A top advisor in the Kremlin is advocating for the classification of Russia’s cryptocurrency mining as an export, emphasizing that significant amounts of Bitcoin and corresponding import payments should be reflected in the country’s trade statistics.
Summary
- Kremlin advisor Maxim Oreshkin asserts that mined cryptocurrency effectively exits the country and ought to be documented as an export, impacting Russia’s balance of payments and foreign exchange market.
- Industry experts estimate that Russian miners generated approximately 55,000 BTC in 2023 and around 35,000 BTC in 2024, with daily earnings nearing 1 billion rubles.
- Russia’s regulated mining environment includes registration and corporate tax rates up to 25%, yet illegal mining activities and power theft are resulting in billions of rubles in losses for the state.
A senior official from the Kremlin has suggested that cryptocurrency mining should be classified as an export in Russia’s official trade metrics, claiming that substantial amounts of mined digital currencies effectively leave the country without physical importation.
Kremlin aims to reclassify Bitcoin mining
Maxim Oreshkin noted that the sector produces considerable revenue that remains unrecorded in formal statistics, despite its effect on the foreign exchange market and the overall balance of payments, as reported.
On November 1, 2024, Russia legalized cryptocurrency mining. Oreshkin described the sector as a “new export item” that isn’t adequately valued, according to various reports. He contended that as cryptocurrency can be utilized for import transactions through alternative methods, such payments should be included when assessing trade volumes and currency dynamics.
Industry estimates underscore that the mining output has reached significant levels. Oleg Ogienko, the CEO of Via Numeri Group, predicted that Russia’s proof-of-work asset production could amount to “tens of thousands” of Bitcoins this year. Sergey Bezdelov, leader of the Industrial Mining Association, projected production at around 55,000 Bitcoins in 2023 and approximately 35,000 Bitcoins in 2024, attributing the decrease in miner rewards to the network’s halving.

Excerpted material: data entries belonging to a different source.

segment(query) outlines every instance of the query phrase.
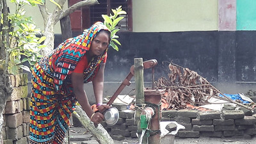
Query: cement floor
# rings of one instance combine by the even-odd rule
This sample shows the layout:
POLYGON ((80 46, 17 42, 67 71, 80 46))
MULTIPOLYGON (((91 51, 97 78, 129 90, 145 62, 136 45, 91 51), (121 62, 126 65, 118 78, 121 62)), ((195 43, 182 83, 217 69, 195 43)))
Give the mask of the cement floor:
MULTIPOLYGON (((85 129, 82 127, 70 128, 70 144, 99 144, 94 138, 90 133, 86 132, 85 129)), ((122 141, 114 140, 114 141, 115 144, 139 143, 138 138, 128 138, 122 141)), ((175 138, 173 144, 256 144, 256 138, 237 137, 236 138, 220 138, 202 136, 200 136, 199 138, 175 138)))

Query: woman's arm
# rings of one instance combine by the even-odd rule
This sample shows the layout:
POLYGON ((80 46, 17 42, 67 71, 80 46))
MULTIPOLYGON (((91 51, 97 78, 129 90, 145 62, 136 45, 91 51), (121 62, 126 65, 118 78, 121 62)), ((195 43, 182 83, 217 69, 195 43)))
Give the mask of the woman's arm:
POLYGON ((102 63, 99 72, 92 80, 94 95, 97 104, 102 104, 104 69, 105 63, 102 63))
POLYGON ((96 99, 96 103, 97 104, 97 109, 100 113, 104 112, 104 109, 106 110, 106 109, 109 109, 110 108, 109 105, 102 105, 103 99, 104 69, 105 63, 102 63, 98 73, 92 80, 94 95, 96 99))
POLYGON ((82 106, 83 109, 86 113, 91 120, 95 123, 100 123, 104 118, 104 115, 100 113, 96 113, 94 115, 94 112, 89 104, 86 93, 85 93, 83 86, 83 74, 73 72, 71 74, 71 81, 74 88, 74 92, 78 102, 82 106), (93 116, 92 116, 93 115, 93 116))

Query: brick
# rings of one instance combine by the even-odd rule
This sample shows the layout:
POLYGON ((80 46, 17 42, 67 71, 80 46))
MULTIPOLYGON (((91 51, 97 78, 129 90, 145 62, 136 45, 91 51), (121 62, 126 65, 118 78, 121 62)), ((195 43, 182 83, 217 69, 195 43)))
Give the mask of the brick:
POLYGON ((168 124, 166 127, 165 129, 168 131, 169 132, 172 132, 174 131, 177 129, 177 125, 173 124, 173 123, 170 123, 168 124))
POLYGON ((6 133, 5 132, 5 127, 2 128, 2 138, 3 140, 6 140, 6 133))
POLYGON ((253 115, 251 110, 249 110, 244 107, 241 107, 238 109, 243 111, 246 116, 252 116, 253 115))
POLYGON ((16 128, 7 128, 6 130, 7 139, 17 140, 23 137, 22 125, 16 128))
POLYGON ((23 136, 29 135, 29 124, 22 124, 23 136))
POLYGON ((126 118, 125 123, 127 125, 136 125, 134 118, 126 118))
POLYGON ((204 131, 201 132, 200 134, 204 136, 207 137, 216 137, 216 138, 221 138, 222 136, 221 131, 204 131))
POLYGON ((22 73, 20 74, 22 75, 22 84, 23 84, 23 86, 27 85, 28 82, 28 74, 26 73, 22 73))
POLYGON ((248 129, 255 129, 255 125, 236 125, 236 128, 238 130, 245 130, 248 129))
POLYGON ((127 109, 125 111, 126 118, 131 118, 134 117, 134 111, 127 109))
POLYGON ((125 136, 125 137, 130 136, 130 132, 127 130, 112 129, 111 134, 113 135, 121 135, 121 136, 125 136))
POLYGON ((23 109, 21 109, 21 103, 20 103, 20 100, 18 100, 15 101, 15 106, 17 108, 17 113, 20 113, 23 109))
POLYGON ((174 120, 179 124, 189 124, 191 122, 191 119, 190 118, 184 118, 184 117, 176 117, 172 118, 171 120, 174 120))
POLYGON ((168 122, 171 120, 170 118, 161 118, 161 122, 168 122))
POLYGON ((256 118, 252 116, 244 116, 244 118, 235 120, 236 125, 254 125, 256 124, 256 118))
POLYGON ((112 107, 117 108, 118 111, 124 111, 127 109, 127 106, 122 104, 113 104, 112 107))
POLYGON ((186 131, 192 130, 192 124, 182 124, 182 125, 185 127, 186 131))
POLYGON ((231 138, 236 140, 250 140, 252 139, 252 136, 244 134, 242 136, 232 136, 231 138))
POLYGON ((244 116, 244 113, 241 110, 236 111, 223 111, 223 118, 227 119, 239 119, 244 116))
POLYGON ((193 125, 193 131, 214 131, 214 126, 213 125, 193 125))
POLYGON ((13 144, 12 140, 5 140, 3 142, 3 144, 13 144))
POLYGON ((243 131, 224 131, 223 136, 242 136, 244 134, 243 131))
POLYGON ((6 116, 5 116, 5 115, 3 115, 3 120, 4 120, 4 122, 3 123, 3 127, 6 126, 6 116))
POLYGON ((198 115, 199 115, 199 119, 201 120, 220 118, 220 111, 200 111, 198 113, 198 115))
POLYGON ((13 87, 11 96, 9 97, 6 101, 15 101, 20 100, 21 99, 21 88, 20 87, 13 87))
POLYGON ((107 124, 107 123, 106 123, 105 121, 101 122, 100 122, 100 124, 102 125, 102 127, 105 127, 105 128, 108 126, 108 124, 107 124))
POLYGON ((138 138, 136 134, 137 131, 131 131, 130 133, 131 138, 138 138))
POLYGON ((5 106, 5 114, 14 114, 16 113, 15 101, 6 102, 5 106))
POLYGON ((21 75, 20 74, 18 74, 15 76, 15 86, 21 86, 21 75))
POLYGON ((126 118, 125 113, 123 111, 119 111, 119 118, 126 118))
POLYGON ((177 116, 177 111, 168 110, 162 111, 162 117, 163 118, 174 118, 177 116))
POLYGON ((116 124, 122 124, 125 122, 125 119, 124 118, 118 118, 118 120, 116 122, 116 124))
POLYGON ((235 125, 214 125, 214 131, 234 131, 235 129, 235 125))
POLYGON ((120 135, 111 135, 111 136, 113 140, 117 140, 117 141, 122 141, 125 139, 124 136, 120 136, 120 135))
POLYGON ((16 128, 22 124, 22 115, 21 113, 6 116, 6 126, 16 128))
POLYGON ((224 120, 224 119, 214 119, 213 120, 214 125, 234 125, 234 121, 233 119, 224 120))
POLYGON ((23 120, 23 123, 29 123, 30 113, 29 111, 22 111, 22 120, 23 120))
POLYGON ((199 138, 200 132, 199 132, 199 131, 179 131, 178 132, 178 136, 180 138, 199 138))
POLYGON ((124 118, 132 118, 134 117, 134 111, 126 109, 119 111, 119 117, 124 118))
POLYGON ((177 115, 179 117, 196 118, 198 112, 196 110, 180 109, 177 112, 177 115))
POLYGON ((23 99, 21 99, 20 100, 20 111, 23 111, 23 99, 24 99, 23 98, 23 99))
POLYGON ((128 131, 137 131, 138 126, 137 125, 129 125, 128 131))
POLYGON ((245 134, 248 135, 256 135, 256 129, 248 129, 244 131, 245 134))
POLYGON ((193 125, 212 125, 212 120, 201 120, 200 119, 192 119, 192 124, 193 125))
POLYGON ((7 99, 6 101, 18 100, 28 96, 28 86, 20 86, 13 87, 11 96, 7 99))
POLYGON ((26 105, 23 106, 23 108, 25 108, 24 110, 29 111, 30 110, 30 97, 26 97, 26 105))
POLYGON ((12 86, 15 86, 15 77, 14 75, 9 75, 9 79, 10 79, 10 83, 12 86))
POLYGON ((125 123, 123 123, 122 124, 115 124, 114 125, 108 125, 107 128, 125 130, 127 129, 127 126, 126 125, 125 123))
POLYGON ((20 140, 15 141, 13 144, 28 144, 28 141, 27 140, 27 138, 23 137, 21 138, 20 140))

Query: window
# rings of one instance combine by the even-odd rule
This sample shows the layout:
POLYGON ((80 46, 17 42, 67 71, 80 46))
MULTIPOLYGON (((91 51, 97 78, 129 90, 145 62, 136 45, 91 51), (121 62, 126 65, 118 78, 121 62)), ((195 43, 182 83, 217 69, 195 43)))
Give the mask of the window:
POLYGON ((122 15, 124 18, 119 22, 121 31, 132 31, 132 0, 98 0, 100 4, 91 6, 82 9, 82 28, 88 28, 97 21, 103 22, 101 15, 110 15, 111 9, 122 6, 127 14, 122 15))

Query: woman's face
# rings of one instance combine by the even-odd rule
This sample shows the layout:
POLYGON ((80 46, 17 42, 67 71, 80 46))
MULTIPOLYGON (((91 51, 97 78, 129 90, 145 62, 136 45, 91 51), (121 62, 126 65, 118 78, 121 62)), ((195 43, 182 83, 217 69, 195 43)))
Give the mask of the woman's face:
POLYGON ((90 56, 99 56, 103 54, 108 47, 109 41, 109 38, 108 33, 104 31, 100 31, 92 42, 89 51, 90 56))

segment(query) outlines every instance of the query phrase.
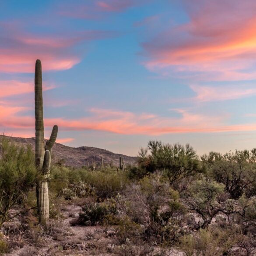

The revenue implications are also profound. Mikhail Brezhnev, co-founder of mining supplier 51ASIC, suggested that daily mining revenues across the nation are near 1 billion rubles, correlated with Russia’s share of global computing power and Bitcoin’s (BTC) price. According to Brezhnev, since mined coins can be utilized for settling import invoices directly, there is a solid argument for including these financial movements in official statistics.
Regulatory bodies have introduced oversight regulations. Both legal entities and individual entrepreneurs are required to register with the Federal Tax Service if they mine, and hosting providers are maintained in a dedicated registry. Household miners are exempt from registration if they consume less than 6,000 kWh per month, although all earnings must be reported. Corporate mining is taxed at 25%, while individuals face progressive tax rates of 13% to 22%, with non-residents taxed at 30%.
A recent investigation by Russian media revealed that illegal and semi-legal cryptocurrency mining costs the nation millions each year due to power theft and unpaid taxes. Broadcaster Ren TV reported that many miners evade registration to escape steep electricity tariffs and tax responsibilities, consequently pushing significant portions of the industry underground and causing substantial losses for the state budget.
Despite the legalization of industrial cryptocurrency mining and the provision of legal status to registered operators, smaller miners reportedly hesitate to comply. While larger companies like BitRiver and Intelion conform to legal frameworks, numerous independent operators are charged with meter manipulation, bribery, and clandestine agreements with utility workers. Consequently, households and legitimate businesses are left to bear the costs of the stolen electricity.